November 24, 2010
Hepatitis C Treatment: New Drug Application by Vertex Pharmaceuticals
Hepatitis C is bound to receive another treatment, as Vertex Pharmaceuticals Inc (NASDAQ:VRTX) just submitted Telaprevir to regulatory approval. The new drug application was submitted to the US Food and Drug Administration to reduce the FDA’s review time from 10 months to six months. After a 15-year effort to change the way hepatitis C is treated, the new drug is expected to increase chances for a viral cure to millions of people. Vertex Pharmaceuticals Inc., a small molecule drug developer, is looking for this priority review as to offer a better alternative to the 48-week course of interferon and ribavirin.
This comes at the same time with global drug giant Merck & Co. developing their own hepatitis C drug candidate that could compete with telaprevir for the same market. The investigational compound VX-950, or Telaprevir, attacks the enzyme protease, which aids replication of the hepatitis C virus. It is being developed by Vertex, along with Tibotec Pharma and Mitsubishi Tanabe Pharma. Vertex had begun submitting completed sections of the NDA to the FDA on a rolling basis around the middle of 2010.
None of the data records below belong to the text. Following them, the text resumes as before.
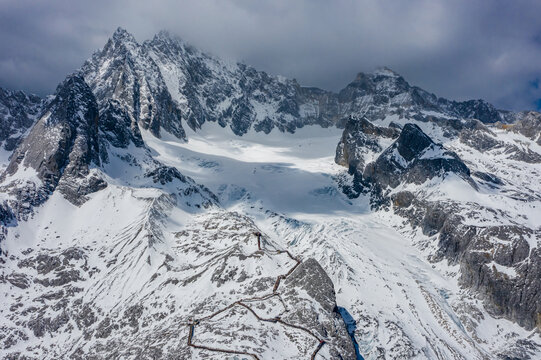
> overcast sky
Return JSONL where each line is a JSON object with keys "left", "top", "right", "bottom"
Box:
{"left": 1, "top": 0, "right": 541, "bottom": 111}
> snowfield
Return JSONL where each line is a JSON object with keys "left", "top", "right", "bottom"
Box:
{"left": 140, "top": 122, "right": 541, "bottom": 359}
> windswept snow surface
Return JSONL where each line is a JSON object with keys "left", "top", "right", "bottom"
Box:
{"left": 144, "top": 123, "right": 358, "bottom": 215}
{"left": 143, "top": 122, "right": 541, "bottom": 359}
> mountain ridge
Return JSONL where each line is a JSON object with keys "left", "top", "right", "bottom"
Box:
{"left": 1, "top": 27, "right": 535, "bottom": 155}
{"left": 80, "top": 27, "right": 541, "bottom": 142}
The company’s application is based primarily on a trio of Phase III clinical trials that enrolled more than 2,000 patients. One trial showed that the new drug, in addition to standard meds, was able to essentially cure three-fourths of patients getting their initial round of therapy for hepatitis C infections. The second study showed that the drug could shorten the standard treatment time by half. A third trial proved the new treatment could cure two-thirds of patients who failed to respond to a prior round of therapy. Taken together, Vertex hopes the body of evidence in this application will pave the way for a completely new treatment strategy that will roughly double the cure rate of the existing regimen, while requiring patients to put up with fewer of the nasty flu-like symptoms implied by the current standard of care.
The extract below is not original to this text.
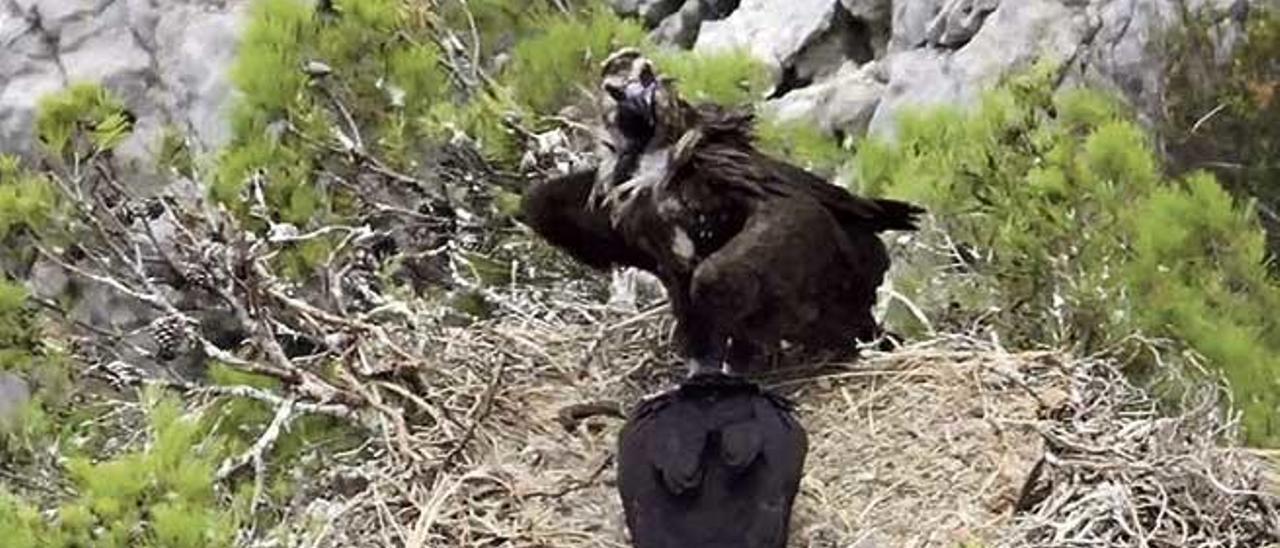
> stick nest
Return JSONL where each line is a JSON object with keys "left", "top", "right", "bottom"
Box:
{"left": 276, "top": 275, "right": 1279, "bottom": 547}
Safety and tolerability data were consistent across the three trials for the new drug, with mild-to-moderate rash and anemia being the more common adverse effects in the telaprevir trials.
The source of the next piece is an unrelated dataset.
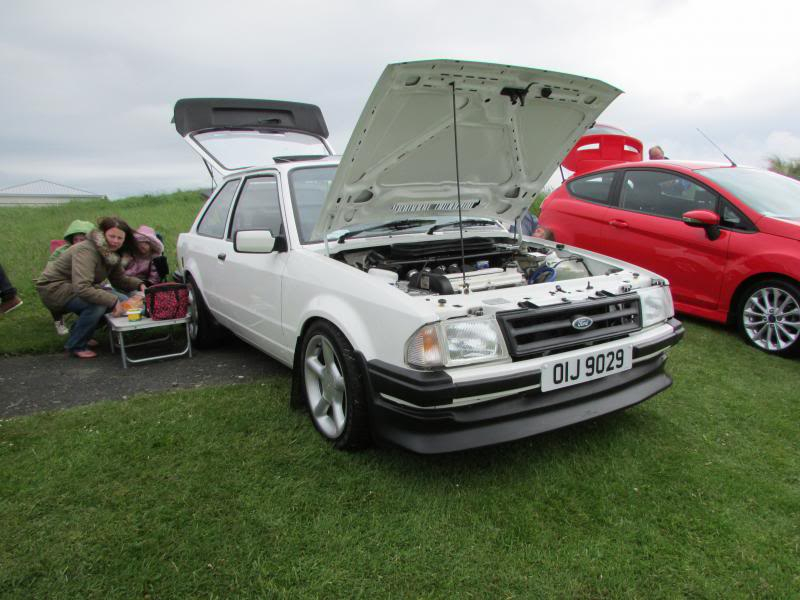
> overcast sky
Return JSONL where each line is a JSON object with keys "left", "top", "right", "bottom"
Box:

With 6 million patients in the U.S. and Europe have hepatitis C, out of an estimated 170 million worldwide. Provided that Vertex gets the FDA approval, it will be the first major product for this company founded in 1989, which has accumulated a deficit of $3.26 billion through the end of September. If Vertex wins market clearance in 2011, the payoff could come relatively quickly. U.S. sales alone could amount more than $2 billion after a couple years because of the pent-up demand built for the drug during the clinical trial process, analysts say. Vertex’s market valuation yesterday was about $7 billion, based mostly on the projected value of this new treatment for hepatitis C. VRTC closed Monday’s trading at $34.25 on a volume of 1.65 million shares.